GENÇ ADAM – (Martı sesleri gelir. Seyirciye arkasını döner ve bir sır verir gibi anlatır) Geçenlerde yine, gece bilmem kaç, babam içeride uyuyor, terasın balkonunda sigara içerken birilerine denk geldim. (Sinsice gülümser) Terasta röntgencilik oynarken. Karşıda, küçük bir dairede bir adamla bir kadın odanın içinde dönüp dolaşıyor. Ne bok yediklerini anlayamadım bir türlü. Sürekli geziyorlar odanın içinde. Sonra, sonra bir baktım girdiler birbirlerine. Sevişmeye başladılar! (Şaşırarak) Ulan dedim, ne oluyor? Korkudan saklanmaya çalıştım. (Dizi üstüne çöker) Elimde sigara var, gizli gizli izlemeye başladım. Kavga mı yoksa sevişme mi anlamak zor. (Bir süre izlermiş gibi kafasını bir o yana bir bu yana götürüp getirir ardından havaya bakar) Martılar uçuyor tepemde. Babam da içeride uyumuş. Dedim oğlum fırsat bu fırsat. (Etrafı kolaçan eder) Asıldım benimkine. (Elini pantolonundan içeri sokar ve mastürbasyon yapmaya başlar, sırtı seyirciye dönüktür) Evet, işte böyle, soy kadını evet, saçları, saçları çok güzel, kadının saçları çok güzel, evet, (Sinirlenir) çekil lan! Girme önüme, kadını göremiyorum, lan! (Korkuyla arkasına bakar) Şşş… Babam çıksa ağzıma sıçar. (Havaya bakar) Martılar orospu gibi çığlık çığlığa… (İzlemeye devam eder) Adam kadını kaldırıp duvara dayıyor. Ben olsam ben de öyle yapardım. İşini biliyor pezevenk. (Hızlanır) Tak tak tak tak tak… (Bir anda yerinden sıçrar) Hay ananı avradını… Orospu çocuğu fare! Fare mi lan o? (Korkarak) Siktir lan, siktir! Koduğumun faresi! (Babasının uyandığını fark eder. Pantolonunun önünü ilikler korkuyla arkasına döner)  Bir şey yok baba, uyu uyu, yok bir şey ya! (Taklit eder) ‘’Ne bok yiyorsun orada?’’ (Suçlu psikolojisiyle) Hiiiç, hava alıyorum öyle… Tamam, tamam gelirim ben birazdan… Tamam gelirim birazdan, tamam gelirim birazdan…
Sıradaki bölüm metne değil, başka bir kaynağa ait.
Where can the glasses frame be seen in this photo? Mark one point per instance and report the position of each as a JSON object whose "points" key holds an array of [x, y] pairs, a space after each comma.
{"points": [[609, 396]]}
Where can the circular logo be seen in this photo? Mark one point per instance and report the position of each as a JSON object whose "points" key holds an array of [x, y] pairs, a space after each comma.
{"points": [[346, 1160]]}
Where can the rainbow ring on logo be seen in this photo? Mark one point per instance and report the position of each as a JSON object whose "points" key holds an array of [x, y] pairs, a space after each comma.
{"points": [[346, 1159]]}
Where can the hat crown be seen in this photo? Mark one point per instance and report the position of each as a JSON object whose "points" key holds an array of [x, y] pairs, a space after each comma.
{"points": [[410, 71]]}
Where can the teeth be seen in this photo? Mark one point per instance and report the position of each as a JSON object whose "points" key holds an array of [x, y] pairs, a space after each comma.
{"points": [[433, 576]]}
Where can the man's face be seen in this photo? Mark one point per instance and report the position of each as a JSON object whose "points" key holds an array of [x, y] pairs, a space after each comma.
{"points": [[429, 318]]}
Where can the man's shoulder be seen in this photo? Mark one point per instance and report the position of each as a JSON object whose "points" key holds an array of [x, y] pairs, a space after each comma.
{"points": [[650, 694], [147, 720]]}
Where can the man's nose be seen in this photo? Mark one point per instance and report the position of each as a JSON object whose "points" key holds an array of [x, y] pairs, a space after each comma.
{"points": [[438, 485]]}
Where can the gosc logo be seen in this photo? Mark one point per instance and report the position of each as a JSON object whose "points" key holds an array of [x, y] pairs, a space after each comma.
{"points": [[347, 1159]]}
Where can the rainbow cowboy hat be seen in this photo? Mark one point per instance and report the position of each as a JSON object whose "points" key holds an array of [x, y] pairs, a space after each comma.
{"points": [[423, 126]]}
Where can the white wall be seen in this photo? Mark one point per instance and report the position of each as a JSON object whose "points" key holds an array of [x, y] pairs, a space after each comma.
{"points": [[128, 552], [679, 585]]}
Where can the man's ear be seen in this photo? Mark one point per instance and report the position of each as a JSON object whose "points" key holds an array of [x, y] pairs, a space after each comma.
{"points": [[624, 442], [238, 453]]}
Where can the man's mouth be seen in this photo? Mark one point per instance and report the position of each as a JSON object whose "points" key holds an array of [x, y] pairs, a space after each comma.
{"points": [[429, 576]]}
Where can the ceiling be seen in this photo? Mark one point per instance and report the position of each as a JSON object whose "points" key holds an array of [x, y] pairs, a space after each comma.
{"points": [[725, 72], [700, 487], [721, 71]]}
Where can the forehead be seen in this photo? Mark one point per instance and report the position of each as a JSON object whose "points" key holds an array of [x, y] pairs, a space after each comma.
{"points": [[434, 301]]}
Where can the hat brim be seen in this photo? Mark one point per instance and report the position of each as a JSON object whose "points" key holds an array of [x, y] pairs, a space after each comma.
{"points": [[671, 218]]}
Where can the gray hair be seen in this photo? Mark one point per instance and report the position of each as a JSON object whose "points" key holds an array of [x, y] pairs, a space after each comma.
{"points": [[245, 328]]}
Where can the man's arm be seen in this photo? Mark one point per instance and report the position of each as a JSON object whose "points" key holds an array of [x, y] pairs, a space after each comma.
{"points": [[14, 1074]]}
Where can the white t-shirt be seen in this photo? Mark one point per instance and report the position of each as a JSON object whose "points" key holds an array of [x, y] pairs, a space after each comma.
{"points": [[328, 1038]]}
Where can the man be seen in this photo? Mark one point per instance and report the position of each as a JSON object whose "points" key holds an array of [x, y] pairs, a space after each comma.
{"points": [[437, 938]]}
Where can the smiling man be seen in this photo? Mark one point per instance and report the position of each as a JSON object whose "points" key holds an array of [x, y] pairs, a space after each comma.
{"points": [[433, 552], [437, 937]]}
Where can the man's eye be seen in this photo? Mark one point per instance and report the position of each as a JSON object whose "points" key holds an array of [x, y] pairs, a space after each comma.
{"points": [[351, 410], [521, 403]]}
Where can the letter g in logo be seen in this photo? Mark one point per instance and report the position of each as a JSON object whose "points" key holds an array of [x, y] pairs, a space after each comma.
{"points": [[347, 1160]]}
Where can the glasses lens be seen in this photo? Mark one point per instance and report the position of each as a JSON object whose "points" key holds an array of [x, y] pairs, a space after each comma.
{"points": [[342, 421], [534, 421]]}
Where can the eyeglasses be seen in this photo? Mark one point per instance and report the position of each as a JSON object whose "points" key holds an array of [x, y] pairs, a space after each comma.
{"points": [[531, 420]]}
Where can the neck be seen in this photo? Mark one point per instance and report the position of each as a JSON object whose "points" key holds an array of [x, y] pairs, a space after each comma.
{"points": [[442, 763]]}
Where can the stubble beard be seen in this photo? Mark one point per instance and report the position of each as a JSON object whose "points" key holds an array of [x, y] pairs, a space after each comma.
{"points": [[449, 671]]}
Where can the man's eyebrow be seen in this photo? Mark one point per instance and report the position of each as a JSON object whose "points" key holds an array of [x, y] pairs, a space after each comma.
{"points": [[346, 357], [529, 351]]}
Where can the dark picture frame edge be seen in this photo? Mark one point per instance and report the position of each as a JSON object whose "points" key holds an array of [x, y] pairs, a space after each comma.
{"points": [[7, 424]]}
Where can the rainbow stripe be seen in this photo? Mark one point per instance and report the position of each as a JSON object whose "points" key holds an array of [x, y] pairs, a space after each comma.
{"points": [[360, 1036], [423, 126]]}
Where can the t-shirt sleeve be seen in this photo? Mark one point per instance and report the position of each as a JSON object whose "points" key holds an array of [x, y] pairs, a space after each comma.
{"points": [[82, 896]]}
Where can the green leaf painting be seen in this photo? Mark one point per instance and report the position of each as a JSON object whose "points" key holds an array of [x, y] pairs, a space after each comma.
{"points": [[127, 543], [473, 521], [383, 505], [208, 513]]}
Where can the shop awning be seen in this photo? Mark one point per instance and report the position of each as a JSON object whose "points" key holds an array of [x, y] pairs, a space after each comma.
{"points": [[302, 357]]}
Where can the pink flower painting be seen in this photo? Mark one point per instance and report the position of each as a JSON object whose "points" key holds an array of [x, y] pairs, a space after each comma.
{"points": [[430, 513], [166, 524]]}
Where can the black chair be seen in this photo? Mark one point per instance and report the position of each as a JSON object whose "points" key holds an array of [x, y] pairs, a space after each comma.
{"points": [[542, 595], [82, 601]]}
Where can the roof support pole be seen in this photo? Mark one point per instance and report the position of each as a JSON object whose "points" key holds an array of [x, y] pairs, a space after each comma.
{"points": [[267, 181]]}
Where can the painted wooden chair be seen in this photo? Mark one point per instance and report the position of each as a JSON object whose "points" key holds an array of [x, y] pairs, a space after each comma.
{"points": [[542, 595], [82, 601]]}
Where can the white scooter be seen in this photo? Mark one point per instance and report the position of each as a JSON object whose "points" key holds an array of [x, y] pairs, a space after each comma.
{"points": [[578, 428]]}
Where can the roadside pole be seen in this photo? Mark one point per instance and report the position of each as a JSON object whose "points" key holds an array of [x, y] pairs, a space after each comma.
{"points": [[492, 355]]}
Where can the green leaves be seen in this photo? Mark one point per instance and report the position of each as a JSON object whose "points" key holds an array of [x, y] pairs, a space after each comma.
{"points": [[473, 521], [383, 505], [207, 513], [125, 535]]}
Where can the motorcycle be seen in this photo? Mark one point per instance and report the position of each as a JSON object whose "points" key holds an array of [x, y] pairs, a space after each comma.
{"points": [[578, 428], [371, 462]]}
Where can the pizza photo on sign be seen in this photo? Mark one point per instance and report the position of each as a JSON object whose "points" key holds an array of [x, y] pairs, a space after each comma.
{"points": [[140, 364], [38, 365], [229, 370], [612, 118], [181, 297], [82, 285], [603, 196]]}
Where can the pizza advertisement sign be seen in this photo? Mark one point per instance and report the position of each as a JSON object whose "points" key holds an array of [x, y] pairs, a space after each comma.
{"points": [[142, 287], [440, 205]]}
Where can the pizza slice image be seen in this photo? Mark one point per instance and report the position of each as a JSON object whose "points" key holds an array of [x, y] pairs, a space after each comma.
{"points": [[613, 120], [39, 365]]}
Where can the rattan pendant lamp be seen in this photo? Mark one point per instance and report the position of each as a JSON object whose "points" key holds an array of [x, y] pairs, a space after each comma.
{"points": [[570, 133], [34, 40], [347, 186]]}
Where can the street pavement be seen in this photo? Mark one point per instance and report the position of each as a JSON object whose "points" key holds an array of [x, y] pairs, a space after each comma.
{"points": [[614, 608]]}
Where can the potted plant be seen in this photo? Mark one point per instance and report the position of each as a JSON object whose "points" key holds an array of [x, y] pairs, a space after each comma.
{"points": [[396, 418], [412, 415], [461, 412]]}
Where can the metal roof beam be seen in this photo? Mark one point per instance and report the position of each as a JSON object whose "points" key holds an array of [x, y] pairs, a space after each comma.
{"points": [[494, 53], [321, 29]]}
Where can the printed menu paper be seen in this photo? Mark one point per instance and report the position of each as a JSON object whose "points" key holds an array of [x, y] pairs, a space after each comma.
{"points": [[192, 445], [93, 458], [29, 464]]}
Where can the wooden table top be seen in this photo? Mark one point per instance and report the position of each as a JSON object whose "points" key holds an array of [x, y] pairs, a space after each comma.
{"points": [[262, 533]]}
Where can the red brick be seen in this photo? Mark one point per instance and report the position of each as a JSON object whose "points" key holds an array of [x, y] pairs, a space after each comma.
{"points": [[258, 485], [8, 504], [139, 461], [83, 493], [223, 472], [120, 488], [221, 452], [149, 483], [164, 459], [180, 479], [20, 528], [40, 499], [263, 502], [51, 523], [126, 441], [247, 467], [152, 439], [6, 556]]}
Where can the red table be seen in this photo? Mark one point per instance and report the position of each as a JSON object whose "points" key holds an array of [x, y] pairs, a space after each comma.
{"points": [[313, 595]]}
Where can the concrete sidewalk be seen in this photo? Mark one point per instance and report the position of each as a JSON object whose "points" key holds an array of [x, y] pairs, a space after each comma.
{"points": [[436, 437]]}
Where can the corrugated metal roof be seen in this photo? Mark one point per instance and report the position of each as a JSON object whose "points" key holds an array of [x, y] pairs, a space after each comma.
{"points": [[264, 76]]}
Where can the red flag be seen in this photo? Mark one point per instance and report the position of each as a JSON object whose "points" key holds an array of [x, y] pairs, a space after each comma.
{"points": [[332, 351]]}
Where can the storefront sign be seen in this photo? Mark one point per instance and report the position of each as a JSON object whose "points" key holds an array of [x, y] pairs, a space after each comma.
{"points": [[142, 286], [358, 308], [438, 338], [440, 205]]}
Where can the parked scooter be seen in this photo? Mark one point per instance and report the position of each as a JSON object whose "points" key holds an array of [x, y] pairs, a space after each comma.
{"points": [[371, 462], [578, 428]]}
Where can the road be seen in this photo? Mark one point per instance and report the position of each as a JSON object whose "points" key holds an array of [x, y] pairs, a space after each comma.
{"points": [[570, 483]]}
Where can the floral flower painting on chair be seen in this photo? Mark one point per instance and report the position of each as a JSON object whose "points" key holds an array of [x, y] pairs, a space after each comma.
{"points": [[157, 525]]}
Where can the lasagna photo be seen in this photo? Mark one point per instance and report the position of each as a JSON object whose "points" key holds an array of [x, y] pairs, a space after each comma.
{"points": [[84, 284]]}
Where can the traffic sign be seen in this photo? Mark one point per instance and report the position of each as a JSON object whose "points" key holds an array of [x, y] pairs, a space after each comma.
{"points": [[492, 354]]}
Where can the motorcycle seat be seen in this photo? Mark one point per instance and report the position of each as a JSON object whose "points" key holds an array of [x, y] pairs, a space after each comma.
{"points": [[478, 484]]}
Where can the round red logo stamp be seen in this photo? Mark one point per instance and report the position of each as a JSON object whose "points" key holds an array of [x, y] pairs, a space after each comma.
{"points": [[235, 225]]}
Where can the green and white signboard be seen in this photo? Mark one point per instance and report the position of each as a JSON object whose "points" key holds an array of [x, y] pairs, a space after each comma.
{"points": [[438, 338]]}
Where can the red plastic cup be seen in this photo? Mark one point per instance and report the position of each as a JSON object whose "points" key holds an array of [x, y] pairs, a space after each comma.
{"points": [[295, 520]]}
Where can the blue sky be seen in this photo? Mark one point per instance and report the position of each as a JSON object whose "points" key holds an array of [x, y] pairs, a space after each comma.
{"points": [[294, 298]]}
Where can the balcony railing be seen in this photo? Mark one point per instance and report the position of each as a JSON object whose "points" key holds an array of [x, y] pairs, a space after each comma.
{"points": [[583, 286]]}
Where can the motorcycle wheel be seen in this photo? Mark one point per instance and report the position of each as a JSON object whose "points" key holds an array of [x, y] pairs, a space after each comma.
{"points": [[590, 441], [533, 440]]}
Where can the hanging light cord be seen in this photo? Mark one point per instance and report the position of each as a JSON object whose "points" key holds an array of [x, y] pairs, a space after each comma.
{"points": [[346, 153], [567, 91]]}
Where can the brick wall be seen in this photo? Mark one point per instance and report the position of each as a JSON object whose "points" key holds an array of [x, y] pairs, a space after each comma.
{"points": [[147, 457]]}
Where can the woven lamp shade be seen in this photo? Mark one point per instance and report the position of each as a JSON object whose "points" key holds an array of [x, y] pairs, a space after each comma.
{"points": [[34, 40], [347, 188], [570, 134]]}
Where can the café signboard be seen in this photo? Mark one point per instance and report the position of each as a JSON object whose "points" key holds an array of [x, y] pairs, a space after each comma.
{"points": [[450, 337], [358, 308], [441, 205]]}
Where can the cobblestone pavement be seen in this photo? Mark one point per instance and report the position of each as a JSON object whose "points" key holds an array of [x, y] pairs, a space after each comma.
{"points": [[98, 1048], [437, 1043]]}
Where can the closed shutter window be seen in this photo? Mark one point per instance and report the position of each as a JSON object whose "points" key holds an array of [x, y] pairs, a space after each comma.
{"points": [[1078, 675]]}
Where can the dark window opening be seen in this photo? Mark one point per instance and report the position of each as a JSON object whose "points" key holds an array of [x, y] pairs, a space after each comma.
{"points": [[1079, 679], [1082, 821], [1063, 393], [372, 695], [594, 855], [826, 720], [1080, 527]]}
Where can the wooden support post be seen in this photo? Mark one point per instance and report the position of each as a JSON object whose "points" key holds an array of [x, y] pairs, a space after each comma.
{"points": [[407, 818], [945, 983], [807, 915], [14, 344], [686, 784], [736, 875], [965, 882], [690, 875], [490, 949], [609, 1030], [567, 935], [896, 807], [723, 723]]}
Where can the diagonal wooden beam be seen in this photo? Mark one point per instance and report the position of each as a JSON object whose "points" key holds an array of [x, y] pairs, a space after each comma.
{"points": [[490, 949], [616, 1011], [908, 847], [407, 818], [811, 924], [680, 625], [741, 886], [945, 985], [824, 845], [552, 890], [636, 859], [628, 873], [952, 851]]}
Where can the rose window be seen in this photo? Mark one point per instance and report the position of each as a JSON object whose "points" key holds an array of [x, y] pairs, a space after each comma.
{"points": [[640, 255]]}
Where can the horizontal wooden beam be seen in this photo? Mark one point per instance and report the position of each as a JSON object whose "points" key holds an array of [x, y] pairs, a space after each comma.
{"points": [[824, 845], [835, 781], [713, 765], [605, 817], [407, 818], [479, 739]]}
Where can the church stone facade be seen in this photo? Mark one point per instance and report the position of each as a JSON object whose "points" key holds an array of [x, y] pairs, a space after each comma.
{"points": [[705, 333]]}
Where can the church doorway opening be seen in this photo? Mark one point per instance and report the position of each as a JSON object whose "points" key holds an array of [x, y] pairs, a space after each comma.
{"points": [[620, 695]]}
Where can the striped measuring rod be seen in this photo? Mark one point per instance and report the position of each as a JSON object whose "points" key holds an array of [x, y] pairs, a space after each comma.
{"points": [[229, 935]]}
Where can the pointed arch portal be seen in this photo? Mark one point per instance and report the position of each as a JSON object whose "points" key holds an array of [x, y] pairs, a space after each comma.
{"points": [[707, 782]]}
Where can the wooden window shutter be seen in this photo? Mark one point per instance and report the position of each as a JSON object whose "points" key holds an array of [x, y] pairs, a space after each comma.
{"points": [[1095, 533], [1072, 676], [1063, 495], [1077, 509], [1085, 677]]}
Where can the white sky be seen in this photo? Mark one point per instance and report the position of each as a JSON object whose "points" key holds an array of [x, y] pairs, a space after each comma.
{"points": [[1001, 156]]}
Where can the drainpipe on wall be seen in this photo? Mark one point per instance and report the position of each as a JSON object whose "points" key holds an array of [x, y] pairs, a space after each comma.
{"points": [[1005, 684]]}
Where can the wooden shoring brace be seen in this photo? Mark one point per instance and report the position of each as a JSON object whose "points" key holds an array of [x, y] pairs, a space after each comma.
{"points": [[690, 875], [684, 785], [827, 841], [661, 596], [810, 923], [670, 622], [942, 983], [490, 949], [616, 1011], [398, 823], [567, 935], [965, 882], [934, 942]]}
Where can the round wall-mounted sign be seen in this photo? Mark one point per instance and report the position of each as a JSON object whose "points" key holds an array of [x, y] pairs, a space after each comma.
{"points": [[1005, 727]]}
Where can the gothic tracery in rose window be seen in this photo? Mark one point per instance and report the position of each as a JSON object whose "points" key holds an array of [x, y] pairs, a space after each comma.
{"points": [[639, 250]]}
Ayağa kalkar, etrafına bakınır, korka korka fareyi arar. Sonra kendi haline gülmeye başlar.

GENÇ ADAM – Ulan fare, tam da gelecek zamanı bulmuştun… Neyse! Dedim ya, beklemek. (Düşünceli bir şekilde) Bu hayattaki en boktan şey bu olabilir. Hele ki yapacak başka bir şeyin yoksa. Babam sabahın sikinde kalkıp işe gidiyor, akşam olunca gelip bana fırça çekip uyuyor. Yani yapacak şeyleri var adamın. Bana fırça çekmesi mesela. Ona mutluluk veriyordur eminim. Çünkü bunu yapmak bile hayatta tutar adamı. Şikâyet eder, ama şikâyet etmek bile ona iyi gelir, yani yapacak bir şeyi var adamın. (Duraksar) Ama ben ne yapıyorum? (Gülümser) Gün boyu evde oturup bekliyorum. (Çaresiz ve çıldırmışlık hissi taşıyan bir ifadeyle) Babamın karısı gibiyim. Düşünebiliyor musun? Vallahi de billahi de öyleyim. Hiçbir farkım yok. (Gülümser) O işe gider gitmez evi falan temizliyorum. Dedim ya, elimden her iş gelir diye… (Kadınsı bir tavırla canlandırır) Babam işe gidiyor, ben de terası temizliyorum. Süpürüyorum, bulaşık yıkıyorum, etrafı siliyorum, (Duraksar) bizim güzel terasımız… (İğrenerek) O fare dışında… (Duraksar iç çeker) Babam akşam geldiğinde yemeği de hazır, daha ne olsun? Mantı alıyorum, hazır olanlarından. (Canlandırır) Bir güzel pişiriyorum. Sonra yoğurt, hatta sarımsak. Vallahi de her iş gelir elimden. (Üzgün) Ama beğendiremezsin. Akşam gelir, yine fırça çeker. Bunca yıl mantı yapmak için mi okudun sen? Üstelik hazır mantı? Olacak iş mi bu… Olacak iş mi bu, olacak iş mi bu… 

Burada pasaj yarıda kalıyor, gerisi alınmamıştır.